France and England have settled their World Cup bonuses but favourites Argentina are grappling with a cash crisis that threatens to devalue their pay. The World Cup will help the cash-strapped Argentine Football Association (AFA) to meet their debts with players and coaching staff with the money they earn for playing in the tournament but the issue is at what exchange rate.
Argentina, suffering the worst economic crisis in the country’s chequered history, floated its peso currency in January after it was pegged one-to-one to the US dollar and its real value has already dropped by two thirds.
The players and coaching staff are still owed money for their appearances in the 18-match qualifying campaign that spanned nearly two years, according to an Argentine newspaper report. The AFA’s chief difficulty is with coach Marcelo Bielsa, whose contract when he took charge in late 1998 was drawn up in pesos but on a par with the dollar, the daily Clarin said on its website on Friday.

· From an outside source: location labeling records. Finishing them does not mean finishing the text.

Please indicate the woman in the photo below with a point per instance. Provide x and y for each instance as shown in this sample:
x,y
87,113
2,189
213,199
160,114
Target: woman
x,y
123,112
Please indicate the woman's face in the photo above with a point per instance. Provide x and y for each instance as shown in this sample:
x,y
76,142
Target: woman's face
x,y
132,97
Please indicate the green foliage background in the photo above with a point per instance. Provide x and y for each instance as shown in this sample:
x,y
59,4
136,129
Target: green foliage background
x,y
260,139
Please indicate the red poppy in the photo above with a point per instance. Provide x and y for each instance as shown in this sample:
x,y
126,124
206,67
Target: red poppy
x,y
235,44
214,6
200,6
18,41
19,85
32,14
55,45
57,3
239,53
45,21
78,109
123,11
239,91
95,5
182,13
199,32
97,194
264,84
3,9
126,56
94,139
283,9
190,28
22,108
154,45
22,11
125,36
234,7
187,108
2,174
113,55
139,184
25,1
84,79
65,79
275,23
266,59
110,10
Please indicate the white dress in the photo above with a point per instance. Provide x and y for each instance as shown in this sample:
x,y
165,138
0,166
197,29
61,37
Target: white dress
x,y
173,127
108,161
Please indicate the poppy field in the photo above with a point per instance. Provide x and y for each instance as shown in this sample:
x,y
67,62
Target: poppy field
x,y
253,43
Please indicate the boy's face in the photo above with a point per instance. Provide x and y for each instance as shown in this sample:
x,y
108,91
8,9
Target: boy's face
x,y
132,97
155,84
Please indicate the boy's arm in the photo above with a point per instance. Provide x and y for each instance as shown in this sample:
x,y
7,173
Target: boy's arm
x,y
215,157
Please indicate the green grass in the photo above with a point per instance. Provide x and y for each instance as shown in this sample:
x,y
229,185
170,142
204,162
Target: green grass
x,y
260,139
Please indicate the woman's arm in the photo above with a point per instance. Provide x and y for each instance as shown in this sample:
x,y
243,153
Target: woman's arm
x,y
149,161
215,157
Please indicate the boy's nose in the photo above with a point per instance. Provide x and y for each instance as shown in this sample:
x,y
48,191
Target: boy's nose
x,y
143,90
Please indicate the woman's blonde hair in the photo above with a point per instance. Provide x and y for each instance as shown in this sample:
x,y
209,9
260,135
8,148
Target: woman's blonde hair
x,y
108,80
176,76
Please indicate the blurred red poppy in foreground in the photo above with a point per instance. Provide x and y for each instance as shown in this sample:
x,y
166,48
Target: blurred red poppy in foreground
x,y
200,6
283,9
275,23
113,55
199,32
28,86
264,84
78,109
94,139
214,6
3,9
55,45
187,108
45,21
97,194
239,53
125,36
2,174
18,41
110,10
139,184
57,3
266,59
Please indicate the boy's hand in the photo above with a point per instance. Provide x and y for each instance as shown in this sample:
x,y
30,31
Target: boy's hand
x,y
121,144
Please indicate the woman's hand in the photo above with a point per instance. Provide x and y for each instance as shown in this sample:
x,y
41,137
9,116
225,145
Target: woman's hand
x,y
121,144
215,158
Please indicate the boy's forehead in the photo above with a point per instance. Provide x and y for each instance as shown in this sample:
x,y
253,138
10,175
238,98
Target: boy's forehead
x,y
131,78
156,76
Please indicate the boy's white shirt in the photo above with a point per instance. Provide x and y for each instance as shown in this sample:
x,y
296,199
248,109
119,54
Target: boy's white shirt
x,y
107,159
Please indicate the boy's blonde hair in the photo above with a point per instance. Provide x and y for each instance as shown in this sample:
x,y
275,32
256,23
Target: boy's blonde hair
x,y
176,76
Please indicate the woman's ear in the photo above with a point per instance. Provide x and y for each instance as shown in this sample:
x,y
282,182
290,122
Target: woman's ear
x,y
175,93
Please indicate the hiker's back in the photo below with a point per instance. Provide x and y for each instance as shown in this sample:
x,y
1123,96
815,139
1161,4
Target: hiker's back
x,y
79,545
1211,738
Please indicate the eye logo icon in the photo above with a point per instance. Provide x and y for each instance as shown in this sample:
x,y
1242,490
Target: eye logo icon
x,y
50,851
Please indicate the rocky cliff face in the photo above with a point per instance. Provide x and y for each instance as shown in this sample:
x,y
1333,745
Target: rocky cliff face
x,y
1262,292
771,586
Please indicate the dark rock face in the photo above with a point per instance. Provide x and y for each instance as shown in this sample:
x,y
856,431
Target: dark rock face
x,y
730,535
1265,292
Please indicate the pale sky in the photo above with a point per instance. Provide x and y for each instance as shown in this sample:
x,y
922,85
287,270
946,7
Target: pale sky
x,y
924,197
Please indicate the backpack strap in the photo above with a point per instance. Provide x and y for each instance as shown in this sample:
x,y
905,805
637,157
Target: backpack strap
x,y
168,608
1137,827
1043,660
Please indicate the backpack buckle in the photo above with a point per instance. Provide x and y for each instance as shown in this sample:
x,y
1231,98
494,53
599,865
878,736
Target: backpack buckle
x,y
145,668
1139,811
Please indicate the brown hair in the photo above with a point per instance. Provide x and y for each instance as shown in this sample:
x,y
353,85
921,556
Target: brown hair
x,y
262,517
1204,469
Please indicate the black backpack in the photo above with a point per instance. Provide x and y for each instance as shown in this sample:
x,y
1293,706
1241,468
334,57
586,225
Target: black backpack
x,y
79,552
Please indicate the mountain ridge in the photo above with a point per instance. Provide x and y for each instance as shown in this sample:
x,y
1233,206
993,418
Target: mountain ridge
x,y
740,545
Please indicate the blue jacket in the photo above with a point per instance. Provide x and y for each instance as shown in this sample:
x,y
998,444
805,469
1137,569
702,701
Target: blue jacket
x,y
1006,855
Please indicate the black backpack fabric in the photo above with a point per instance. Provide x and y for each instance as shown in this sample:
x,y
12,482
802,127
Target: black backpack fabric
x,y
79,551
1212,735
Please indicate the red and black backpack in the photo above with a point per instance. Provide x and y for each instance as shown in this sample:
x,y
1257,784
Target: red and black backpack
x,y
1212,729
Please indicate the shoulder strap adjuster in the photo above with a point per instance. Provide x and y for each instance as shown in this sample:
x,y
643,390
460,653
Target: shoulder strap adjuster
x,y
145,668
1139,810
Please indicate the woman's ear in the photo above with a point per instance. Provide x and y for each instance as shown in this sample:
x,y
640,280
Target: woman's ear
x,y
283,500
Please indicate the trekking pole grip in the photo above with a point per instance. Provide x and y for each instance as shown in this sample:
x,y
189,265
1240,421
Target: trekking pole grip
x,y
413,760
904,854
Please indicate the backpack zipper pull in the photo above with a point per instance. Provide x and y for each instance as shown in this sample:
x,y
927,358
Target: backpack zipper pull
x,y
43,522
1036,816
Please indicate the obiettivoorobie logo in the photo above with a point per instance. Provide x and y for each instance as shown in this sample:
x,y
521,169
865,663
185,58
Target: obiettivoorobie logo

It said the players, almost all of them extremely well paid members of Europe’s leading club sides, have agreed to a cut in the bonuses they were originally going to receive after winning the qualifiers at a canter.
But it gave no figures. The players have over the past three months shown great solidarity with their beleaguered relatives and friends back home, saying a World Cup victory might not mend the country’s ills but would be balm to their compatriots’ wounds.
Bielsa, whose side beat Germany 1-0 in a World Cup warm-up game in Stuttgart on Wednesday, said recently: “All agreements are being revised. Argentines linked by an economic tie are all subject to a revision.”
The AFA’s treasurer Hector Dominguez was in Stuttgart this week and met with Bielsa but the outcome of their meeting was not revealed.
But AFA president Julio Grondona told Clarin: “Bielsa’s contract was never in dollars but in Argentine pesos at one to one with the dollar… no doubt we’re going to have to renegotiate.
“There’s no kind of conflict,” Grondona hastened to add.
“There’s a big debt. Thank God, the World Cup’s coming and with the money we’re going to earn, we’ll be paying the debt to the coaching staff and the squad.”
Another unidentified AFA board member said, however, that Gondona would not have his arm twisted because, even if he so wished, “he can’t pay Bielsa what (the coach) wants.
Bielsa would like the matter to be settled quickly before the World Cup finals in South Korea and Japan starting on May 31. Argentina, based in Japan, open against Nigeria in Ibaraki on June 2 and also meet England and Sweden in Group F.